Procès des « biens mal-acquis » : « Quand on s’appelle Nguema Obiang, on a moins de droits que les autres ? »
Le procès des « biens mal-acquis », dans lequel Teodoro Nguema Obiang Mangue, dit « Teodorín », est accusé de détournement de fonds publics, d’abus de confiance et de blanchiment, se poursuivait jeudi. Au programme : l’examen d’une question prioritaire de constitutionnalité (QPC), qui a donné lieu à des passes d’armes entre juristes chevronnés.
QPC, l’acronyme était sur toutes les lèvres jeudi 29 juin, sous les colonnes aux abords de la 32e chambre correctionnelle du Tribunal de Paris, où se tient le procès des « biens mal-acquis ». Qu’importe, au fond, si tous les observateurs ne sont pas des spécialistes du droit constitutionnel, chacun sait ici que la QPC est sans doute la dernière carte de la défense pour obtenir le renvoi du procès de Teodoro Nguema Obiang Mangue, le vice-président de Guinée équatoriale.
La défense de l’accusé, toutes griffes dehors à moins d’une semaine des plaidoiries, a en effet déposé le jour même, au matin, une question prioritaire de constitutionnalité devant le tribunal, afin qu’il en examine la recevabilité lors de l’audience de l’après-midi. La question posée : un tribunal français peut-il juger, sur la base du droit français, un ressortissant équato-guinéen accusé d’avoir détourné des biens équato-guinéens en Guinée équatoriale ?

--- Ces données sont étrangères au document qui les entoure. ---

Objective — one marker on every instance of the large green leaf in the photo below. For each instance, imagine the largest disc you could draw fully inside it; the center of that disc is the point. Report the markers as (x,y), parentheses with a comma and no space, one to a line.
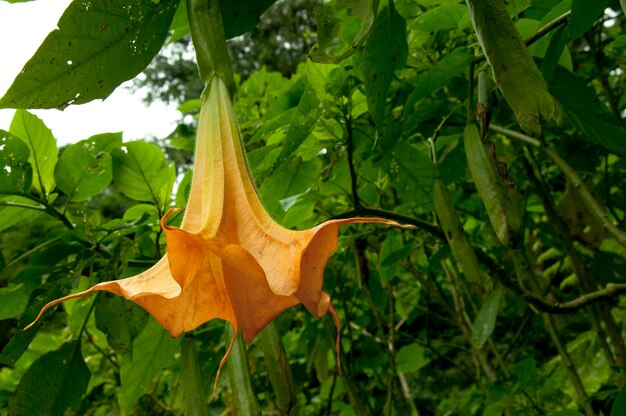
(140,171)
(42,146)
(53,385)
(411,358)
(11,215)
(341,28)
(301,124)
(98,45)
(620,403)
(411,173)
(587,112)
(14,297)
(120,320)
(443,17)
(153,350)
(439,75)
(285,186)
(16,174)
(385,51)
(242,16)
(584,14)
(85,168)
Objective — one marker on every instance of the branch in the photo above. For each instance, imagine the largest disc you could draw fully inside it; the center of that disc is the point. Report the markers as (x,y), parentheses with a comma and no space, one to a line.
(559,308)
(433,229)
(42,206)
(572,176)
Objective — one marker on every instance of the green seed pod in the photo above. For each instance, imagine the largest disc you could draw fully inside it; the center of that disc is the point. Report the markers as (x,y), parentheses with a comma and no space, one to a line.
(501,201)
(462,250)
(513,68)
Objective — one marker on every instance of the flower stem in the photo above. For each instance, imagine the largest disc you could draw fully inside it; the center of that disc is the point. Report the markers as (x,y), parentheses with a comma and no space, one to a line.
(239,376)
(207,34)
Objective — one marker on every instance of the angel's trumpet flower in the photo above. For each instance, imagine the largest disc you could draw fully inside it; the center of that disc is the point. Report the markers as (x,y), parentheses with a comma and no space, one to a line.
(229,259)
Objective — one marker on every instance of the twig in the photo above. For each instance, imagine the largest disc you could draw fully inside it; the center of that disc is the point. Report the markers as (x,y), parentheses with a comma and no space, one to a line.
(572,176)
(433,229)
(42,206)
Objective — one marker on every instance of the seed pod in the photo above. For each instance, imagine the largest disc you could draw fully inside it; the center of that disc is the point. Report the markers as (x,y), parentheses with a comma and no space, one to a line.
(501,201)
(513,68)
(462,250)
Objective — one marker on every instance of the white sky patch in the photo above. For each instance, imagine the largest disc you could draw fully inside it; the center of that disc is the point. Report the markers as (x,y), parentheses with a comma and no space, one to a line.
(23,27)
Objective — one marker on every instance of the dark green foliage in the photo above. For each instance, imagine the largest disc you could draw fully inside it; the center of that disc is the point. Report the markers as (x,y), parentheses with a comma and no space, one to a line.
(343,135)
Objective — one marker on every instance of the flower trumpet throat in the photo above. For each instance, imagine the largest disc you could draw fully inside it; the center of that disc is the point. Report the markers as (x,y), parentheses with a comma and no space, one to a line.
(229,259)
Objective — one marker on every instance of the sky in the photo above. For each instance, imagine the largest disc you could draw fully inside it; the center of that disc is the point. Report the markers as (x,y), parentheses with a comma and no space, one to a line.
(23,27)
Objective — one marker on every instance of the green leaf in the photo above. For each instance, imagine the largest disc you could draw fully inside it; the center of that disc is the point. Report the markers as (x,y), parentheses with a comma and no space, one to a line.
(341,28)
(385,51)
(85,168)
(587,112)
(242,16)
(443,17)
(584,15)
(485,321)
(439,75)
(120,320)
(554,51)
(141,172)
(302,122)
(10,215)
(619,404)
(16,174)
(567,412)
(410,359)
(42,145)
(293,179)
(53,385)
(194,398)
(153,350)
(14,297)
(98,45)
(411,173)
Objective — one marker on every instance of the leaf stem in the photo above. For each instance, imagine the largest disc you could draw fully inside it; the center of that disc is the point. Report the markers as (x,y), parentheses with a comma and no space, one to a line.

La défense estime en effet que Teodorín n’étant pas agent public français, la justice française n’a pas la compétence pour le juger. Le tribunal devait donc décider si, oui ou non, cette interrogation devait être transmise au Conseil constitutionnel en France et, par conséquent, entraîner un renvoi du procès. « Le tribunal est bien conscient que les infractions d’origine ont été commises en Guinée équatoriale. Il n’est pas question de les juger. Il a toujours été question de ne juger que les faits de blanchiment en France », précise d’ailleurs la juge d’entrée de jeu.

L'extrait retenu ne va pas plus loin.